Received: 31 December 2012; in revised form: 30 January 2013 / Accepted: 4 February 2013 /
Published: 11 February 2013

Abstract

: The molecular dynamic (MD) modeling approach was applied to evaluate the effect of an external electric field on soybean hydrophobic protein and surface properties. Nominal electric field strengths of 0.002 V/nm and 0.004 V/nm had no major effect on the structure and surface properties of the protein isolate but the higher electric field strength of 3 V/nm significantly affected the protein conformation and solvent accessible surface area. The response of protein isolate to various external field stresses demonstrated that it is necessary to gain insight into protein dynamics under electromagnetic fields in order to be able to develop the techniques utilizing them for food processing and other biological applications.
Keywords:
molecular dynamic modeling; soybean hydrophobic protein; electromagnetic fields

1. Introduction

The field of molecular dynamic (MD) modeling is concerned with the atomic and molecular interactions that take place within the physical system that governs its microscopic and macroscopic behavior. It was developed as a tool to numerically simulate simplistic models in statistical mechanics [1], but advancement in computer technology paved the path for the development of MD modeling techniques to understand the structural and dynamic properties of biomolecules. The technique has been widely used in the field of molecular biology and pharmaceutical sciences, and it has lead to the development of a wide range of efficient and accurate drug systems based on the structural and dynamic data obtained from the simulation. However, its use in food process engineering has been negligible; its development in and application to modern sophisticated unit operations in food manufacturing is essential to evaluate the changes in the organoleptic and nutritional quality of the final food product. Current consumer preference is for high nutritional food products, manufactured through the application of energy efficient processes, which has challenged industries and researchers to develop and utilize newer techniques such as microwave or pulsed electric field and radio frequency, alone or in combination with traditional unit operations [2,3].
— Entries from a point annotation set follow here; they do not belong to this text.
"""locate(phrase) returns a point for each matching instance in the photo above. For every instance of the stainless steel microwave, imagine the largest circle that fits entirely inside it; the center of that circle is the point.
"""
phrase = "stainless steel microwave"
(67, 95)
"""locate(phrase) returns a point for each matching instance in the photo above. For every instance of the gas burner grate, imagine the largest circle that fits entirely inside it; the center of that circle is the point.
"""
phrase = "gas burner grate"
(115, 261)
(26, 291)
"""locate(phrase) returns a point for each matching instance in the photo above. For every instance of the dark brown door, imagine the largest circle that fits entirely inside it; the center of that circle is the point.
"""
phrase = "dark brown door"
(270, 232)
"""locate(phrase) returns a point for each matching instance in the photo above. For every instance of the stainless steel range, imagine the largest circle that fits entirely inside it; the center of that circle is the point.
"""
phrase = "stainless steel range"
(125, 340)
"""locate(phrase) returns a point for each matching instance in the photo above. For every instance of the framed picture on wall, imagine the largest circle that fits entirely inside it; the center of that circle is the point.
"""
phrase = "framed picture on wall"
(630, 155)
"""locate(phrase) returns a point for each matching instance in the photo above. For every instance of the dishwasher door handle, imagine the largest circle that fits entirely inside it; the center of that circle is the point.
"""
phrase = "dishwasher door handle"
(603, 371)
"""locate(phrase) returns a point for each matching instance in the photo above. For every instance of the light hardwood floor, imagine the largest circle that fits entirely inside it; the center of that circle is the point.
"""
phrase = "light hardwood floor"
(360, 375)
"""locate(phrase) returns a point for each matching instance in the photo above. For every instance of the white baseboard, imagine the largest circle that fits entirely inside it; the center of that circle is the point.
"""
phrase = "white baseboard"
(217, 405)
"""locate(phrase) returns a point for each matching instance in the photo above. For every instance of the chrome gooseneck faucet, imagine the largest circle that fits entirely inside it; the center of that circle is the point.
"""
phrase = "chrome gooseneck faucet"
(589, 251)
The development and optimization of food processes depends on mechanical limitations and the needs stated by the consumers in terms of the final product. In general, the quality of the final product is estimated by quantifying its components such as proteins, starch, mineral, vitamins and other constituents. However, the quality of the constituents themselves is rarely considered as a parameter for the optimization process. Application of unit operations such as drying, freezing, filtration, etc. not only negatively impacts the quantity of the food constituents but also have a significant effect on their quality. Proteins play a fundamental role for humans and are an important constituent of food. Processing methods and parameters have diverse effects on protein quality and quantity. Protein function depends on its structure and any change due to the presence of external stresses—such as heat, pH, chemicals and electromagnetic field—can lead to its denaturation leading to nonfunctional characteristics. The effect of an electromagnetic field on protein conformation has been extensively studied [4,5,6,7,8], but it is challenging to quantify the effect, as the alteration to conformation takes place in a very short time span (nanoscale) [9]. It is our understanding that in order to gain the insight into the mechanism of the interaction between electromagnetic fields and food constituents, it is necessary to understand the influence at atomistic and molecular level.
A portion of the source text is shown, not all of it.